In addition to concept-specific PIRTs, discipline-specific PIRTs may be useful in some cases.

Examples considered to date include PIRTs in the areas of severe accidents, storage and transportation, burnup above 62 GWd/MTU rod-average (or equivalent) and enrichment above 5 weight percent. The experts necessary to identify and evaluate new phenomena important to safety in these areas should be the same or similar experts for all or many of the ATF concepts, higher burnup, and increased enrichment under development. Therefore, the NRC staff believes that it would be more efficient to conduct these PIRTs in a discipline-specific manner instead of as part of the concept-specific exercises.

The NRC completed the first ATF PIRT exercise on Cr-coated cladding in June 2019. The PIRT began by collecting publicly available data on coated cladding concepts and producing an initial literature review, which was completed in January 2019 (ADAMS Accession No. ML19036A716). This literature review was used as background material for the experts who participated in the panel discussion and provided input to the final report (ADAMS Accession No. ML19172A154). This followed the schedule in the first version of the Project Plan.

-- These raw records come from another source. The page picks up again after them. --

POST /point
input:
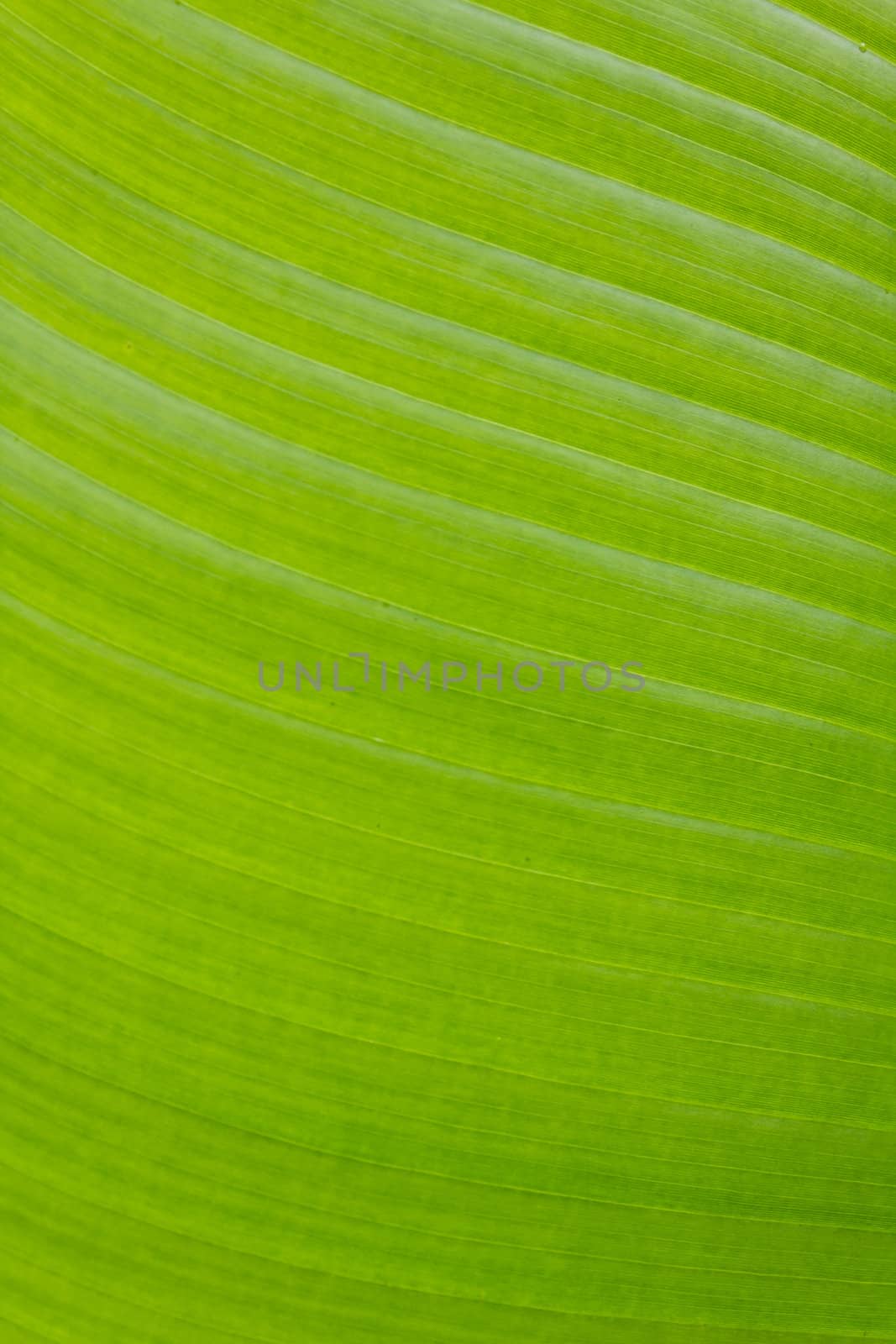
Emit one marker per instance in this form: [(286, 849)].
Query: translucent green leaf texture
[(449, 333)]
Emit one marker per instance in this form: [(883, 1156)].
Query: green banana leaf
[(543, 349)]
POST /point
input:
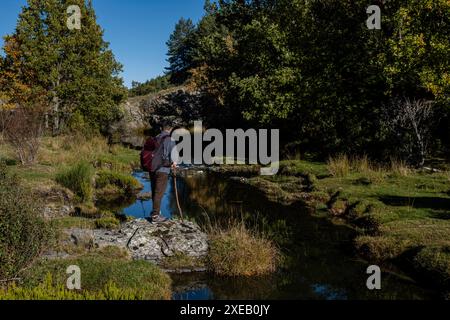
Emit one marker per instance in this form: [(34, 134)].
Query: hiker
[(156, 159)]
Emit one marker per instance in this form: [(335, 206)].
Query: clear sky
[(136, 29)]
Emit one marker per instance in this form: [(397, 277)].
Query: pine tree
[(179, 52), (75, 69)]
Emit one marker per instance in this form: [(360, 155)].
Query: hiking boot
[(158, 219)]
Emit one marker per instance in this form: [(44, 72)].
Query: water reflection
[(318, 262)]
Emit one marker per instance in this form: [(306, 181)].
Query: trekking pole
[(176, 193)]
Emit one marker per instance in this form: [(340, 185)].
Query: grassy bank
[(70, 171), (402, 214), (105, 275), (59, 153)]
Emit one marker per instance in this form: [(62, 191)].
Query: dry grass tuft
[(238, 251)]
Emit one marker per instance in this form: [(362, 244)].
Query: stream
[(319, 263)]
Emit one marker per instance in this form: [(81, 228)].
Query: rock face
[(153, 242), (178, 104)]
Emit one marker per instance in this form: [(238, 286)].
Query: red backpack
[(151, 147)]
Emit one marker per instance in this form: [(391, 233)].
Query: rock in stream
[(153, 242)]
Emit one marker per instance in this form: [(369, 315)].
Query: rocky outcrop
[(154, 242)]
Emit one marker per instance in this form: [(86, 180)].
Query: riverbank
[(401, 215), (72, 180)]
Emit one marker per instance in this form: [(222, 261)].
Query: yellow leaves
[(229, 43)]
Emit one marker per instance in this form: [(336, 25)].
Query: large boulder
[(154, 242), (179, 104)]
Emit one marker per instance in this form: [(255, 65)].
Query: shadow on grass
[(435, 203)]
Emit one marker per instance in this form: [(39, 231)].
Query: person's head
[(167, 125)]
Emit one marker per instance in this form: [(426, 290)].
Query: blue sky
[(136, 29)]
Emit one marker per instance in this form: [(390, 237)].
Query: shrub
[(78, 179), (399, 168), (435, 261), (23, 131), (239, 252), (23, 233), (126, 183), (339, 166), (107, 223)]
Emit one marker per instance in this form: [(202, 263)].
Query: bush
[(126, 183), (239, 252), (339, 166), (107, 223), (435, 262), (78, 179), (23, 233)]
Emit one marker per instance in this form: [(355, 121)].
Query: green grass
[(79, 179), (396, 209), (126, 183), (66, 151), (99, 270), (238, 251)]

Experts participating in the panel had background from academia, national labs, the nuclear industry and high temperature coatings. A multi-day public meeting was held where the experts discussed the initial report and their areas of expertise. After rating a list of fuel damage mechanisms by importance and level of knowledge the report was finalized.

This final PIRT report was then used to inform the development of interim staff guidance (ISG) on coated cladding. This guidance will be used to inform NRC staff reviews of coated cladding TRs and will ultimately be incorporated into NUREG-0800, Standard Review Plan for the Review of Safety Analysis Reports for Nuclear Power Plants: LWR Edition, otherwise known as the Standard Review Plan (SRP).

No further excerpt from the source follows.